The choice of thresholding method may be made based on anatomical knowledge and/or any other prior acquired information about the different classes of pixels present in the image. As will become clear below, such knowledge and information can also influence how a thresholding method is applied. For example, knowledge about the proportions of different tissue classes such as air, bone and CSF within the ROI may be used to determine the low threshold for a T1-weighted, SPGR or FLAIR image. The SRCT method is an example method that takes advantage of such knowledge. As can be appreciated, for T1-weighted, SPGR, and FLAIR images, the low threshold is to be used to separate WM/GM from both CSF and bone/air. There exists substantial intensity overlap between CSF and brain tissues in these types of images. Thus, the low threshold is difficult to choose with conventional thresholding methods. The SRCT method, on the other hand, may be advantageously used for determining the low threshold for segmenting these images with good results.

In the SRCT method, a threshold is determined by minimizing the classification error within a frequency range of the background.

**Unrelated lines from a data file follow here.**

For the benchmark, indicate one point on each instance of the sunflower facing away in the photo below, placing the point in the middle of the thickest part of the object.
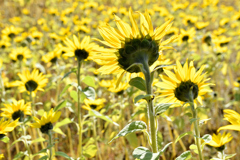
(234, 118)
(96, 104)
(46, 122)
(219, 140)
(31, 82)
(129, 45)
(7, 126)
(20, 54)
(185, 85)
(82, 50)
(16, 110)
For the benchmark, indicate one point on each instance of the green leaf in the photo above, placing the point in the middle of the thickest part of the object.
(89, 93)
(90, 151)
(161, 108)
(139, 83)
(62, 154)
(184, 156)
(60, 105)
(230, 156)
(73, 70)
(207, 138)
(133, 140)
(73, 94)
(146, 97)
(99, 115)
(64, 89)
(20, 155)
(130, 128)
(89, 80)
(182, 135)
(143, 153)
(5, 139)
(43, 158)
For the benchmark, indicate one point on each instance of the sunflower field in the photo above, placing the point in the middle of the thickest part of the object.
(119, 80)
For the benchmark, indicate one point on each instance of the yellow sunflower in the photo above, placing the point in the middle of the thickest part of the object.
(234, 118)
(31, 82)
(131, 45)
(20, 54)
(96, 104)
(185, 85)
(16, 110)
(82, 50)
(219, 140)
(46, 122)
(7, 126)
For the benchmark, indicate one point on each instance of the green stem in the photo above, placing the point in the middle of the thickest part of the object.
(196, 129)
(50, 143)
(79, 111)
(151, 112)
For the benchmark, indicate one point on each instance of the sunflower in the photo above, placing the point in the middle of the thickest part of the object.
(82, 50)
(234, 118)
(31, 82)
(130, 46)
(7, 126)
(185, 85)
(11, 31)
(186, 35)
(51, 57)
(219, 140)
(96, 104)
(20, 54)
(46, 122)
(16, 110)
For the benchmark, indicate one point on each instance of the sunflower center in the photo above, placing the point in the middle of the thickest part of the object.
(81, 54)
(18, 114)
(93, 106)
(2, 135)
(186, 91)
(207, 40)
(45, 128)
(135, 51)
(11, 35)
(20, 57)
(31, 85)
(185, 38)
(54, 60)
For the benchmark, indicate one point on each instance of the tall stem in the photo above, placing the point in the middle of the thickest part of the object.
(50, 143)
(151, 114)
(79, 111)
(197, 132)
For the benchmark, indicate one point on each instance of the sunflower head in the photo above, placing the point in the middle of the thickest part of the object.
(185, 85)
(45, 124)
(31, 82)
(131, 45)
(16, 110)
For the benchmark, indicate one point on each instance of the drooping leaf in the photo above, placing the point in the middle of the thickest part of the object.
(135, 126)
(184, 156)
(99, 115)
(139, 83)
(183, 135)
(161, 108)
(90, 93)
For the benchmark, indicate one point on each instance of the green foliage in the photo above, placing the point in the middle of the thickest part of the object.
(139, 83)
(135, 126)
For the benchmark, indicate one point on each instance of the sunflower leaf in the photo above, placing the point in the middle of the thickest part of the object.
(130, 128)
(162, 107)
(90, 93)
(184, 156)
(139, 83)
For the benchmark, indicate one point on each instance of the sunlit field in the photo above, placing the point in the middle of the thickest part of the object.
(119, 80)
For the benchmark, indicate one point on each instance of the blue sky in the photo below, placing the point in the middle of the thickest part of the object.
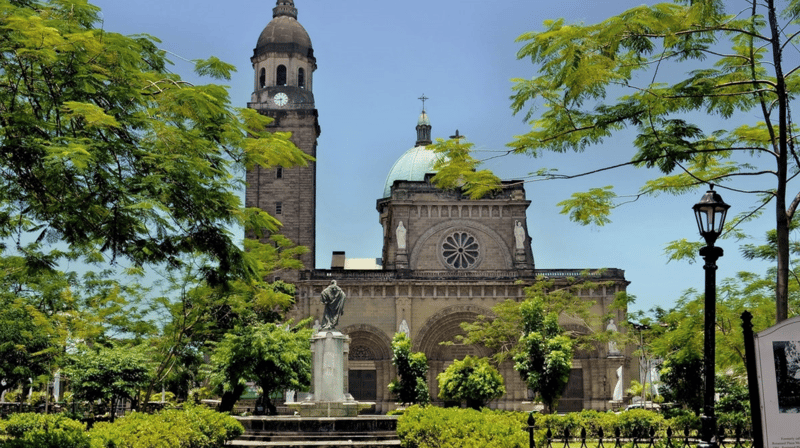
(375, 58)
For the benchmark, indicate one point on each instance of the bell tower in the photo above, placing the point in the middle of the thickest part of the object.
(283, 66)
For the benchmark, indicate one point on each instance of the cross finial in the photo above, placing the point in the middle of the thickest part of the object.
(423, 98)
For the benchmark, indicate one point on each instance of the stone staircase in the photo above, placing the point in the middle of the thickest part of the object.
(319, 432)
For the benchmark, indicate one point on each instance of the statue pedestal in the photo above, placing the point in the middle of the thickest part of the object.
(329, 397)
(402, 259)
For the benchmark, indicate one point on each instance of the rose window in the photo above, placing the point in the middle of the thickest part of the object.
(460, 250)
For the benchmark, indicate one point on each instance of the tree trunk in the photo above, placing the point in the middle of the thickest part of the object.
(230, 398)
(781, 215)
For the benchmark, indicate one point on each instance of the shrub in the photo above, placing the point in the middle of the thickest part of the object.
(190, 427)
(13, 395)
(169, 397)
(639, 422)
(430, 426)
(43, 431)
(471, 379)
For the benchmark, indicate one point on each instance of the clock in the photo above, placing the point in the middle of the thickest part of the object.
(280, 99)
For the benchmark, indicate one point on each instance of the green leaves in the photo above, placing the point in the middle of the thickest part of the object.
(412, 368)
(471, 379)
(591, 207)
(117, 156)
(276, 357)
(456, 168)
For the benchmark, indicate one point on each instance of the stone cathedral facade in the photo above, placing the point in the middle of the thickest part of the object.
(446, 258)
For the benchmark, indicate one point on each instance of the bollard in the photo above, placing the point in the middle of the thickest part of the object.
(531, 421)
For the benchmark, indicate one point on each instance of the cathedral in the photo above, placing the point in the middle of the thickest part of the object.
(446, 259)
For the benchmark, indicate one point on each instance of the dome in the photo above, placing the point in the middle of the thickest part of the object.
(283, 29)
(412, 165)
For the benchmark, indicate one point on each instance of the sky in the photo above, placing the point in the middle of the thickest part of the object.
(376, 58)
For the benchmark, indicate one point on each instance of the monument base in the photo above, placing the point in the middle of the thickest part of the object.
(329, 408)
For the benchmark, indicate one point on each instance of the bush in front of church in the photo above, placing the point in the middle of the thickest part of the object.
(411, 386)
(473, 380)
(189, 427)
(30, 430)
(432, 426)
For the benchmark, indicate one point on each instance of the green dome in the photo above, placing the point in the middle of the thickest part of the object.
(412, 165)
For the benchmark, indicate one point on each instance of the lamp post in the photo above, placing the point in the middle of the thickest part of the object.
(710, 213)
(644, 364)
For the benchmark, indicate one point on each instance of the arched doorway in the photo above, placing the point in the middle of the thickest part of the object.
(369, 365)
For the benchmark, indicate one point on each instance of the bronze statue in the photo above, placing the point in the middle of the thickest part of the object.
(333, 298)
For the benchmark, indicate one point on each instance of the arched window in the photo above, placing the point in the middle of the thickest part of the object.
(281, 78)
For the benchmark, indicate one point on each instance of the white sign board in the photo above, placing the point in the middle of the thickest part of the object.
(778, 366)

In a given image, the frequency (number) of pixels at each different intensity level can vary and the proportion of background pixels to the pixels in the ROI can vary at different frequencies. The frequency range of the background in which the proportion of the background to the ROI varies may be estimated through supervision as described in Hu(II), supra. Briefly, a lower limit and a higher limit of the frequency range of the background are determined by supervision, which may be in the form of training when a number of sample mages with ground truth are available, or in the form of approximation based on any prior knowledge or visual judgement when sample images are not available.

For T2-weighted and PD-weighted images, the lower threshold is to be used for separating air/bone and WM. There is relatively less intensity overlap between air/bone and WM. Thus, the MASD method may be effective and sufficient.

As illustrated in FIG. 2, the high threshold (It,h) is determined next (at S260). As can be appreciated, the order of determining low and high thresholds may be reversed.

As illustrated in FIG. 6, different thresholding methods are again used for different types of images. For T1-weighted, SPGR, and FLAIR images, the MASD method may be used, at S264, because for these images the high threshold is to be used to separate WM or GM from high intensity non-brain tissues such as bone marrow and adipose.

For T2-weighted and PD-weighted images, the high threshold is to be used to separate GM and CSF. Again, this separation can be difficult with a conventional thresholding method. Thus, a method referred to herein as thresholding with pairs of bordering pixels (TPBP) is used, at S265. As will become clear, the TPBP method is suitable for separating two classes of pixels that are adjacent to each other both spatially and in intensity ranking. As can be appreciated, CSF and GM/WM pixels are such classes of pixels in T2-weighted and PD-weighted images.

The suitable thresholding methods for each type of MR images are also listed in Table I for easy reference.

Before describing how each thresholding method is implemented in process S200, a general description of the TPBP and MASD methods is first given below, with reference to a 2D image, which can be a 2D reference slice from a 3D image. While pixels are used below to represent the data points in the intensity histogram, it is understood that the data points can also be voxels, such as voxels in a 2D slice from a 3D image.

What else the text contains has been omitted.